$10K+ Reward Available for Disconnecting Ring Doorbells from Amazon’s Cloud

$10K+ Reward Available for Disconnecting Ring Doorbells from Amazon’s Cloud

2 Min Read

Fulu is urging developers to create a method that enables users to store Ring doorbell footage locally on their devices. Amid criticism over Ring’s Search Party feature, a new initiative is encouraging developers to transfer Ring footage from Amazon’s cloud to users’ personal devices. The Fulu Foundation, co-founded by YouTuber Louis Rossmann, offers a $10,000 bounty for those who can integrate Ring doorbells with a local PC or server, cutting off Amazon server access.

Currently, Ring users must subscribe to store recordings on Amazon’s cloud. While Ring Edge offers local storage, it’s exclusive to Ring Alarm Pro and requires a subscription. Videos can be secured with end-to-end encryption, meaning they’re not accessible to Ring or third parties, but they’re still stored on Amazon’s servers.

Fulu aims to give users more control over their footage after concerns about Ring’s Super Bowl ad promoting Search Party, an AI feature using doorbells to find lost dogs and potentially combat crime later. Devices from Eufy, Reolink, and Aqara offer local storage without replacing hardware, as stated by Fulu cofounder Kevin O’Reilly.
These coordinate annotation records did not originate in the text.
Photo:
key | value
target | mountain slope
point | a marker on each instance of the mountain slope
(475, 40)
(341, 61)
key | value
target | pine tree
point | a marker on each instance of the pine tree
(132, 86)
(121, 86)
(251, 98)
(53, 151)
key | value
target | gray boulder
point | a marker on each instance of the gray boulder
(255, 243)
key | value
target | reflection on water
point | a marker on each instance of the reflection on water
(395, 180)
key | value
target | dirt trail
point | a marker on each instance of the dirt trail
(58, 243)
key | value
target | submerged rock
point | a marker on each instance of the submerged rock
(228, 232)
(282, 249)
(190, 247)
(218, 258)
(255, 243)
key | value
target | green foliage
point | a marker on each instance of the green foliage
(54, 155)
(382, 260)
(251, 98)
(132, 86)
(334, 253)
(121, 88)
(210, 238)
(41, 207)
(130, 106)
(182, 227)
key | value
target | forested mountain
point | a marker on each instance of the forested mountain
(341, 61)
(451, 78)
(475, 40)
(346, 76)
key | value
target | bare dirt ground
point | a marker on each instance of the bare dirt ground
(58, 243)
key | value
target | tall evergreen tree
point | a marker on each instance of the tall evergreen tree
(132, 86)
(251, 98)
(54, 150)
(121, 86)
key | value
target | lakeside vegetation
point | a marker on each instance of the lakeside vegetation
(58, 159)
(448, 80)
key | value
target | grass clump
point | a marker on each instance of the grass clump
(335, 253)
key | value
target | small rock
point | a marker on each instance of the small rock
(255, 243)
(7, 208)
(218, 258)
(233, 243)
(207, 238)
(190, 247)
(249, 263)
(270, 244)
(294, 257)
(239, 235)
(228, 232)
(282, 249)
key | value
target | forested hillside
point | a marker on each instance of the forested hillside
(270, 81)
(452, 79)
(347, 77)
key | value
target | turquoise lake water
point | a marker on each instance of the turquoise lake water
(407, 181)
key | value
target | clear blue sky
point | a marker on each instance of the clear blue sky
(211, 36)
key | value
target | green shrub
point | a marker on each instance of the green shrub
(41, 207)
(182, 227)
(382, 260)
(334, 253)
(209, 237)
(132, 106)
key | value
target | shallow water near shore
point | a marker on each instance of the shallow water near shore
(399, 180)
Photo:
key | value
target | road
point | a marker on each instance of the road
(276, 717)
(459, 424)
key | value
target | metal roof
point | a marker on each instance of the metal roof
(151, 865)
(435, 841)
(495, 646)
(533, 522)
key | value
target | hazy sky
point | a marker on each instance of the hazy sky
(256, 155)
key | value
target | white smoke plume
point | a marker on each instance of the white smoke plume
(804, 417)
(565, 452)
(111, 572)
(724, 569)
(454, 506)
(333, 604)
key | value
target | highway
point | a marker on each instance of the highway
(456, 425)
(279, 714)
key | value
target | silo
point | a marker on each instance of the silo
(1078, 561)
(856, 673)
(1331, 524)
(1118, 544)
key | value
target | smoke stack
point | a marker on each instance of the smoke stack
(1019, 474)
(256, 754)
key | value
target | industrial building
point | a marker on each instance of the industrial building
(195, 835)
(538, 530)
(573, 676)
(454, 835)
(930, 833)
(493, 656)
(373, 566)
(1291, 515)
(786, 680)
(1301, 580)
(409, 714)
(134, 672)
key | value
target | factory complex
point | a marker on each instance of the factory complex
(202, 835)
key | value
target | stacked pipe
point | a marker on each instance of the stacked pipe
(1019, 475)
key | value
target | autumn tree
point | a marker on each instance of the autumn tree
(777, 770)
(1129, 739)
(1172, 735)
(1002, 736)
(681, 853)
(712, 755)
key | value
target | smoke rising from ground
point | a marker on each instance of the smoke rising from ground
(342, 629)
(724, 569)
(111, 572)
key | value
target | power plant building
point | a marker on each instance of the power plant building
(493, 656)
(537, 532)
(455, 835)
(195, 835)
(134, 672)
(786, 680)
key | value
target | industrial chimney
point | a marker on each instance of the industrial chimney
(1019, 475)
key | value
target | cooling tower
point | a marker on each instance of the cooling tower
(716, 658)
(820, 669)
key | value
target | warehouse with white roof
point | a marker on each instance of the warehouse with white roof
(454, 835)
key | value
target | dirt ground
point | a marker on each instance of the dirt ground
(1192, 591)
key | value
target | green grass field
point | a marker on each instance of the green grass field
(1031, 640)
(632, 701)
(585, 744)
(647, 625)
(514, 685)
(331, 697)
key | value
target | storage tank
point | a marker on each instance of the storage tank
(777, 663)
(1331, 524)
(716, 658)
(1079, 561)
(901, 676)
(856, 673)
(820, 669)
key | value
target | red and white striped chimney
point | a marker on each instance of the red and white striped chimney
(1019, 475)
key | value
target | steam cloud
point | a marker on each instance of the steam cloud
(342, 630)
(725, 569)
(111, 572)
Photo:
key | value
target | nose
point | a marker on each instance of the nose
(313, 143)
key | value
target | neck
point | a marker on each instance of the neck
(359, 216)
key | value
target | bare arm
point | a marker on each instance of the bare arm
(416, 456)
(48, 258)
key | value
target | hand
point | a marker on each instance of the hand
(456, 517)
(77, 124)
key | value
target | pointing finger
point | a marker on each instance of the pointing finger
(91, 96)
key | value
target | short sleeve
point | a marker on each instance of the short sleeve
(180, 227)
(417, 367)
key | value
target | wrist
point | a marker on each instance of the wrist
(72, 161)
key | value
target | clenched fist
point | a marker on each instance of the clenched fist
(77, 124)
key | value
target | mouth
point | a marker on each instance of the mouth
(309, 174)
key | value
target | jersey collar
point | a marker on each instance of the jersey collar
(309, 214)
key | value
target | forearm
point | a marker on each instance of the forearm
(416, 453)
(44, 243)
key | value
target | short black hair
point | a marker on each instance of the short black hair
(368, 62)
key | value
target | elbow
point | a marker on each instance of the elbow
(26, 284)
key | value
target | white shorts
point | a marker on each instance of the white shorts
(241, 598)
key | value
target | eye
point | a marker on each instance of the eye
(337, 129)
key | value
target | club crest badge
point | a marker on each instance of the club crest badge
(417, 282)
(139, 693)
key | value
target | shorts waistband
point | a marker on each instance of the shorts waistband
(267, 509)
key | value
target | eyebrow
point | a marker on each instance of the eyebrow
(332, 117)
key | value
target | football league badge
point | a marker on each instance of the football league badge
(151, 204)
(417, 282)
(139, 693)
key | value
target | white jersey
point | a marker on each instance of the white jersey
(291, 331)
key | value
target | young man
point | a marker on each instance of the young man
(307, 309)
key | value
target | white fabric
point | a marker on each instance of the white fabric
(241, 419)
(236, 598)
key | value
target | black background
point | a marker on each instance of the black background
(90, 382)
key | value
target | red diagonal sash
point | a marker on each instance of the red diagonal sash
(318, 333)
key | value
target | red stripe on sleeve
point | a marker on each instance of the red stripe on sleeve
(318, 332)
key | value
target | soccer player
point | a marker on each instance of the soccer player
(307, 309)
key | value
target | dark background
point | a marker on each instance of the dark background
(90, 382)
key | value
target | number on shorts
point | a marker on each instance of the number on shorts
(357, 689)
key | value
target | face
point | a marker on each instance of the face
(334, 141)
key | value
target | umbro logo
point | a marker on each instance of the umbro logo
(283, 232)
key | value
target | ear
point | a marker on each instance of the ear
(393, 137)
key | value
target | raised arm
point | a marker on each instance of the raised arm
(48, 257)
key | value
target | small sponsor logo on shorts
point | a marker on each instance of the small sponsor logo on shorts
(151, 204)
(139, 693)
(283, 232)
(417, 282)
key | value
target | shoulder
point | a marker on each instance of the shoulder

O’Reilly notes that ideally, users could modify software to direct footage to their computers or servers, yet bounty solutions are constrained by the Digital Millennium Copyright Act, making it a copyright crime to distribute tools circumventing such restrictions.

The bounty will be awarded to the first who meets Fulu’s criteria by integrating Ring doorbells from 2021 or later with local servers, disconnecting from Amazon’s servers. The bounty begins at $10,000, doubling with donor contributions up to $10,000.